MedPharmRes
University of Medicine and Pharmacy at Ho Chi Minh City
Original article

Phenotypic prevalence of resistance to carbapenems, colistin and genes encoding carbapenemase in Pseudomonas aeruginosa

Mai Thi Thanh Nguyenbhttps://orcid.org/0000-0002-6153-7317, Chuong Van Lea,chttps://orcid.org/0000-0002-7648-5716, Phuong Mai Doandhttps://orcid.org/0000-0001-8023-949X, Chinh Van Nguyenahttps://orcid.org/0000-0003-4225-8600, Huy Quang Vua,c,*https://orcid.org/0000-0003-3509-1814
aUniversity of Medicine and Pharmacy at Ho Chi Minh City, Vietnam
bHong Bang International University, Ho Chi Minh City, Vietnam
cQuality Control Center for Medical Laboratory under Ministry of Health at University of Medicine and Pharmacy at Ho Chi Minh City, Vietnam
dVinmec Times City International Hospital at Ha Noi, Vietnam
*Address correspondence to Huy Quang Vu at the Quality Control Center for Medical Laboratory, under Ministry of Health of Vietnam at UMP, 131 Nguyen Chi Thanh Street, District 5, Ho Chi Minh City, Vietnam; Tel/Fax: +84 913.586.389; E-mails: drvuquanghuy@gmail.com

© Copyright 2021 MedPharmRes. This is an Open-Access article distributed under the terms of the Creative Commons Attribution Non-Commercial License (http://creativecommons.org/licenses/by-nc/4.0/) which permits unrestricted non-commercial use, distribution, and reproduction in any medium, provided the original work is properly cited.

Received: Aug 14, 2020; Revised: Oct 19, 2020; Accepted: Nov 11, 2020

Published Online: Mar 31, 2021

Abstract

Introduction:

The production of carbapenem enzyme is one of the most frequent mechanisms reported in cabapenem resistant Pseudomonas aeruginosa.
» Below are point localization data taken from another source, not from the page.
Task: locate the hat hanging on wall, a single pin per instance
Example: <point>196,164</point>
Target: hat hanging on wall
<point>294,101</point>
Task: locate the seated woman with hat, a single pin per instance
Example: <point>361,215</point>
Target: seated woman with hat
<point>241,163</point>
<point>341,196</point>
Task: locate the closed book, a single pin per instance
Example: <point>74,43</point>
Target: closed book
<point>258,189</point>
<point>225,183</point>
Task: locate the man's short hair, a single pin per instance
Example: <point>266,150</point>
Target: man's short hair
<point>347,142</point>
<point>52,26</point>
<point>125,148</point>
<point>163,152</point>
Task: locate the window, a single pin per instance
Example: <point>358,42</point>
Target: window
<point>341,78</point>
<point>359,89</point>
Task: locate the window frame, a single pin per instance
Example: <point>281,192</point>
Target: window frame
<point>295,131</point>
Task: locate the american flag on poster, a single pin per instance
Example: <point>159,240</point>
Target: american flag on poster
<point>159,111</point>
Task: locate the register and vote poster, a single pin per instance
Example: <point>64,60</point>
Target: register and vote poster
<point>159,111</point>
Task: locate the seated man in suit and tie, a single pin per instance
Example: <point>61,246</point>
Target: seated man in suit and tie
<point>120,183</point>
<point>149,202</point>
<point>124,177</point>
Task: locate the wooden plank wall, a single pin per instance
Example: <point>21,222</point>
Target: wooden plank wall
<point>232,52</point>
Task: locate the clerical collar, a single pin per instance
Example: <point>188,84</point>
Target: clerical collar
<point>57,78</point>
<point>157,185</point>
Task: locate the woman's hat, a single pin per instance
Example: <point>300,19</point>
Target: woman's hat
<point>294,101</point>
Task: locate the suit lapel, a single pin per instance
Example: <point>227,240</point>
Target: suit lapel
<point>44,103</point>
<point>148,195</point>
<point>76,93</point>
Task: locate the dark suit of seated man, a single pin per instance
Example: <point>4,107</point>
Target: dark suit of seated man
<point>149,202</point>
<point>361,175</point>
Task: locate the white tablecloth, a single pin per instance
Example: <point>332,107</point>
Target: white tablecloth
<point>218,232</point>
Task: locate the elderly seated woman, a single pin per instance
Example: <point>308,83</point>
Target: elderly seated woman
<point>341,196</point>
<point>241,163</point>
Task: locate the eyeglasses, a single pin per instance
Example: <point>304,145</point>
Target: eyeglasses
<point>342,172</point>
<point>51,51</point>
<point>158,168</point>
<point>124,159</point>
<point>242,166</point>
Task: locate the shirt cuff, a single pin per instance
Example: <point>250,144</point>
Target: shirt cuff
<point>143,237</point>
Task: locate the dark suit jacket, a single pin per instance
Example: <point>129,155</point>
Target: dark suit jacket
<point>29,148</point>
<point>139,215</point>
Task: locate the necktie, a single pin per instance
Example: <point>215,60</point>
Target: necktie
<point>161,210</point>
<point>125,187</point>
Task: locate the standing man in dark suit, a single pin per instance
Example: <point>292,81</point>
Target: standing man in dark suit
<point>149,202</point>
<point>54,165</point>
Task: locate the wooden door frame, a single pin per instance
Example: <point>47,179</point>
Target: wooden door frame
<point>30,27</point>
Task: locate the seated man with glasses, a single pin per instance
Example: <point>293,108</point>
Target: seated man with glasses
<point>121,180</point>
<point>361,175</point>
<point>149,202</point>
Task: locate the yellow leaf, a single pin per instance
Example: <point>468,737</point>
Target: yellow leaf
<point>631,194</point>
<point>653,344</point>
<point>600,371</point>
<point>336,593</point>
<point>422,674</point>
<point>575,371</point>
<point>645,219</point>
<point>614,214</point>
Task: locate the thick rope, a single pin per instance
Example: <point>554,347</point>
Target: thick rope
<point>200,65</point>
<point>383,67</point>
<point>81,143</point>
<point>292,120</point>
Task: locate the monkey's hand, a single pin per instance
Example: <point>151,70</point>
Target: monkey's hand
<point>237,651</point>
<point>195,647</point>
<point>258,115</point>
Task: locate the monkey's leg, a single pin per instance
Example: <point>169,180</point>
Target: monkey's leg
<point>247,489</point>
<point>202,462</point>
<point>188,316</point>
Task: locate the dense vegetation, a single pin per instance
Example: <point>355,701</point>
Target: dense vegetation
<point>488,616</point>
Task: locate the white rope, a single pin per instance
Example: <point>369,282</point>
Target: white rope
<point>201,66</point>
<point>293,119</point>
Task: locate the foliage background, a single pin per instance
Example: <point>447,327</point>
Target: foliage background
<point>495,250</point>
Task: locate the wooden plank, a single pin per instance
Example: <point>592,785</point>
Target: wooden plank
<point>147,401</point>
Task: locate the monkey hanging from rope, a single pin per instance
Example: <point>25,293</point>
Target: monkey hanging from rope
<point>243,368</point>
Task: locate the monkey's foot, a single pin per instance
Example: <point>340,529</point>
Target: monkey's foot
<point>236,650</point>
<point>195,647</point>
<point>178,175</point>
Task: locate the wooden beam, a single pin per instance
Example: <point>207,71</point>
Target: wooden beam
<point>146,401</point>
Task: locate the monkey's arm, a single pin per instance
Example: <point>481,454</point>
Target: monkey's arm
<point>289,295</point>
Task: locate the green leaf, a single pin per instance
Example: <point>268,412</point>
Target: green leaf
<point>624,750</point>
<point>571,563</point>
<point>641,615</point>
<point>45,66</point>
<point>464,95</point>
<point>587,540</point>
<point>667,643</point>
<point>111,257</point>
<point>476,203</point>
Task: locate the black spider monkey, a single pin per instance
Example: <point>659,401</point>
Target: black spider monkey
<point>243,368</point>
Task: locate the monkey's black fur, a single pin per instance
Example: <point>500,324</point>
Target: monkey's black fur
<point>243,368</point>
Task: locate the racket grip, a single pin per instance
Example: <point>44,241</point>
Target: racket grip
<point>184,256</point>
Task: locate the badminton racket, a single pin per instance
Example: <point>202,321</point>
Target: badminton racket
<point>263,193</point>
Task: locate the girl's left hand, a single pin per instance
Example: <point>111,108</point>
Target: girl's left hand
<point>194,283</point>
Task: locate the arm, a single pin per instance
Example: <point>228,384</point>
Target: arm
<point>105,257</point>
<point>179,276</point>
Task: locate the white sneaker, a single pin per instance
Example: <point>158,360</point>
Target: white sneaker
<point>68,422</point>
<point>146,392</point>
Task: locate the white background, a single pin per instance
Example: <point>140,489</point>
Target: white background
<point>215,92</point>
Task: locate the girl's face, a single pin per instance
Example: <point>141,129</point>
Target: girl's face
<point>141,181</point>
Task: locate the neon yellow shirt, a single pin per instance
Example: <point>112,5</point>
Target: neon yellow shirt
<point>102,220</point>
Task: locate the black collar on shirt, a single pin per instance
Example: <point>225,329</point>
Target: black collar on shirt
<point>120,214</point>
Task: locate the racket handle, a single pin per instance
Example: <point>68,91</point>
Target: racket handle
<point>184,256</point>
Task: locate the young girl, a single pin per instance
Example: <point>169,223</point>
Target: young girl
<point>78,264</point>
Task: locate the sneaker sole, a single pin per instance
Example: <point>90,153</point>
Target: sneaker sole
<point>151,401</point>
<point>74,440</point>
Besides, a growing number of mobile colistin resistance (MCR) genes are threatening the renewed interest of colistin as a "last-resort" against carbapenem-resistant pathogens. Therefore, the detection of carbapenem-resistant and colistin-resistant phenotypes as well as preventing transmission of multi-resistant P. aeruginosa strains with genes coding for carbapenemase is extremely necessary.

Material and methods:

Among 159 P. aeruginosa strains were collected 46 isolates, which is resistant or intermediated to meropenem. Modified carbapenem inactivation (mCIM) and colistin broth disk elution (CBDE) methods were used to identify carbapenemase-producing strains and colistin resistance. In addition, a multiplex real-time PCR technique was applied to investigate the frequency of emergence of carbapenem resistance genes.

Results:

The results revealed that 25 strains (54.3%) were positive with mCIM test and none of them resistant to colistin by CBDE method. Number of strains carrying a gene blaIMP: 4 strains (16%), blaNDM: 2 strains (8%). Strains are carrying two genes: blaIMP + blaNDM: 10 strains (40%), blaVIM + blaNDM: 1 strain (4%), blaNDM + blaOXA-48: 1 strain (4%) and are carrying three genes blaIMP + blaNDM + blaOXA-48: 6 strains (24%), blaKPC + blaIMP + blaNDM: 1 strain (4%).

Conclusions:

All mCIM positive P. aeruginosa were contained carbapenemase genes. Colistin still reserved a good effect to combine with other antibiotics in multi-resistant treatment. Hence, the classification of genes can help clinicians selected appropriate antibiotics so that more effective treatment for patients.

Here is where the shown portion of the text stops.